Meta prépare une offensive majeure sur le hardware, centrée sur un pendentif piloté par l’IA. Selon une note interne consultée par The Information, le vice‑président Wearables, Alex Himel, y détaille une stratégie globale pour étendre la présence de l’entreprise sur le segment des appareils. Ce prochain produit fait suite au rachat récent de Limitless, une startup reconnue pour ses enregistreurs portables capables de générer des transcriptions indexées des interactions du quotidien. Le CEO de Limitless, Dan Siroker, a confirmé l’acquisition, en soulignant qu’elle s’inscrivait dans une vision commune de la « superintelligence personnelle ». Cette opération marque une volonté claire de créer une nouvelle catégorie de wearables dopés à l’IA, pensés pour s’intégrer sans friction dans la vie de tous les jours.
Les tests internes du pendentif, qualifiés en interne de « dogfooding », doivent débuter au printemps 2027. Au‑delà de ce pendentif, la note qui a fuité annonce aussi une expansion majeure de la gamme de smart glasses proposée par Meta. De nouveaux modèles « supersensing » garderont caméras et capteurs actifs sur de longues périodes. Ce suivi continu de l’environnement permettra à l’intelligence artificielle de se souvenir d’objets égarés ou de suggérer des tâches à accomplir au fil de la journée. La marque collabore déjà avec EssilorLuxottica pour les montures Ray‑Ban et Oakley, mais la feuille de route évoque l’arrivée de nouvelles griffes de lunettes afin de toucher un public plus large et d’améliorer les marges brutes.

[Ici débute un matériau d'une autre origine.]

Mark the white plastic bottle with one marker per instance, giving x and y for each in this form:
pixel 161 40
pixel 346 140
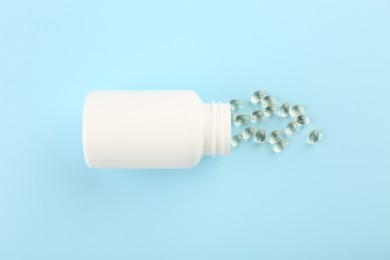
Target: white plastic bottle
pixel 153 129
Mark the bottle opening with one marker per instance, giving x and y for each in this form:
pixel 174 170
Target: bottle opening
pixel 217 129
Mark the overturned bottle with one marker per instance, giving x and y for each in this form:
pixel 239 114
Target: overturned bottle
pixel 153 129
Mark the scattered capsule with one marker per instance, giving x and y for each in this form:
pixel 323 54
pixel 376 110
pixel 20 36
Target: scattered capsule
pixel 269 110
pixel 302 119
pixel 257 115
pixel 257 97
pixel 284 109
pixel 235 104
pixel 291 128
pixel 268 101
pixel 314 136
pixel 260 136
pixel 248 132
pixel 279 146
pixel 241 119
pixel 236 140
pixel 275 136
pixel 297 109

Pour soutenir cet écosystème hardware, Meta lance un service B2B dédié baptisé Wearables for Work. Ce modèle par abonnement vise les entreprises prêtes à payer plus cher pour des fonctionnalités adaptées à leur secteur. Cette offensive logicielle doit contribuer à compenser les lourdes pertes, chiffrées en milliards de dollars, de Reality Labs, la division qui chapeaute le hardware et le métavers. Alex Himel a fixé en interne un objectif de 10 millions de wearables vendus au deuxième semestre 2026, ainsi qu’un cap de 6,8 millions d’utilisateurs actifs mensuels d’ici la fin de l’année.
Ces nouveaux appareils tourneront sur Muse Spark, le dernier modèle d’intelligence artificielle du géant tech, épaulé par un agent inédit pour l’instant connu sous le nom de code Hatch. Alors que les tentatives hardware des concurrents se sont souvent heurtées à la réticence du marché, Mark Zuckerberg et son équipe misent sur l’intégration d’agents avancés dans des formats déjà familiers pour favoriser l’adoption grand public. En combinant formules d’abonnement logiciel et produits physiques ultra‑pratiques, Meta entend s’imposer dans une catégorie d’électronique grand public qui devient rapidement l’une des plus disputées.